Marijuana and synthetic pharmaceutical cannabinoids (two approved by the FDA and others available in other countries) have demonstrated evidence-based medical benefits for specific ailments by legitimate scientific studies. There are also ample additional credible empirical reports for smoked marijuana. It should be noted that some of the studies used oral pharmaceutical cannabinoid products, not smoked marijuana.

From this experience, marijuana has demonstrated therapeutic benefits for a number of conditions including moderate to severe chronic pain, especially neuropathic pain; recalcitrant epilepsy; nausea, especially in cancer patients receiving chemotherapy; spasticity in multiple sclerosis patients; and possible benefits in inflammatory bowel disease, fibromyalgia, and glaucoma.
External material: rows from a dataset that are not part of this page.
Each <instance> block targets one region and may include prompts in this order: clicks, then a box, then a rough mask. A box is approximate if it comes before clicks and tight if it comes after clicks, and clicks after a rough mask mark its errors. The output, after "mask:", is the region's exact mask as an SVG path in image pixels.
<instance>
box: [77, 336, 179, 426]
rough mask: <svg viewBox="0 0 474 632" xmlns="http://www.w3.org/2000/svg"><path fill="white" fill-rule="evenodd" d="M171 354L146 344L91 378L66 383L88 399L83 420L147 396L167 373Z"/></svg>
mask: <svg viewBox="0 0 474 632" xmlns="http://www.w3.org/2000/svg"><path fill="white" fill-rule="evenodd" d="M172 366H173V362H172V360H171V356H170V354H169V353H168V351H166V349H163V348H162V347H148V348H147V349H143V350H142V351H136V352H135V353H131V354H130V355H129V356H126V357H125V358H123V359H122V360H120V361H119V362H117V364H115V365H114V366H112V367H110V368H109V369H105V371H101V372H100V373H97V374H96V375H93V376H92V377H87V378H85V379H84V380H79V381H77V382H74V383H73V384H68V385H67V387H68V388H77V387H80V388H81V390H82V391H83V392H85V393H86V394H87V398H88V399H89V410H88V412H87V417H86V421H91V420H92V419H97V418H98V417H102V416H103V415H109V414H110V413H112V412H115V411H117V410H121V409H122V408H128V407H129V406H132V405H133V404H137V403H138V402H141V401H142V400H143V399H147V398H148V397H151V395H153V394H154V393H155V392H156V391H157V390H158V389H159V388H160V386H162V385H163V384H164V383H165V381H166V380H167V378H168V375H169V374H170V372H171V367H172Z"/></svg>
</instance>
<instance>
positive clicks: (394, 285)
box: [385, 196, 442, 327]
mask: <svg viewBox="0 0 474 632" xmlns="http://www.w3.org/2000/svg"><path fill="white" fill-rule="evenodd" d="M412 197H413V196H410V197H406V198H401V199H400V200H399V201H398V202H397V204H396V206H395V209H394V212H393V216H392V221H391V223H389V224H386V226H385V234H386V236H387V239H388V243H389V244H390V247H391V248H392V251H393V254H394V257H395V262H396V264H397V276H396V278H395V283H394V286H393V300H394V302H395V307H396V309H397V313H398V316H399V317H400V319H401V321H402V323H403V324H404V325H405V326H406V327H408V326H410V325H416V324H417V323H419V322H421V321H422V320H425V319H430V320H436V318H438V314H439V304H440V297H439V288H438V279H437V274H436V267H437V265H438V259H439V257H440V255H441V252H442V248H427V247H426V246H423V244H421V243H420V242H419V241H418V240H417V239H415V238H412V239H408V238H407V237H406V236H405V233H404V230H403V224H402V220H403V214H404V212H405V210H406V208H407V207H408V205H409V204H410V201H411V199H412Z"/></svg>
It has also displayed utility for stimulation of appetite and weight gain in cancer and AIDS patients with anorexia/cachexia. There may even be an antiviral effect in late-stages of HIV infection. The prestigious Institute of Medicine acknowledges the benefits for many of these conditions. Clearly however, marijuana is not without worrisome harms, some proven, some theoretical, and some by association (but not proven as causal).

There are conflicting study results in some aspects of medical marijuana research. There is also discussion regarding whether smoked marijuana, synthetic oral cannabinoid medications, or established non-cannabis pharmaceuticals may have the greatest efficacy in specific illnesses.
The potential medical benefits of marijuana warrants much more research. One problem is that the federal Drug Enforcement Administration classifies marijuana as a “schedule I” drug. 

Other examples of schedule I drugs are LSD and heroin. These drugs are considered to have high abuse potential and no accepted medical use (for comparison, cocaine is in the lower schedule II). This classification not only criminalizes these drugs but also impedes research since studies require difficult-to-obtain special licensing by the DEA to be conducted.

Reclassifying marijuana to a less restrictive schedule could create a body of rigorous research necessary to identify not only specific evidenced-based medical uses for marijuana (which could also serve to tighten up state medical-marijuana statutes), but more importantly, the development of oral pharmaceuticals of purified cannabinoids. The American Medical Association, The Institute of Medicine, and the American College of Physicians support changes in federal regulations to this end.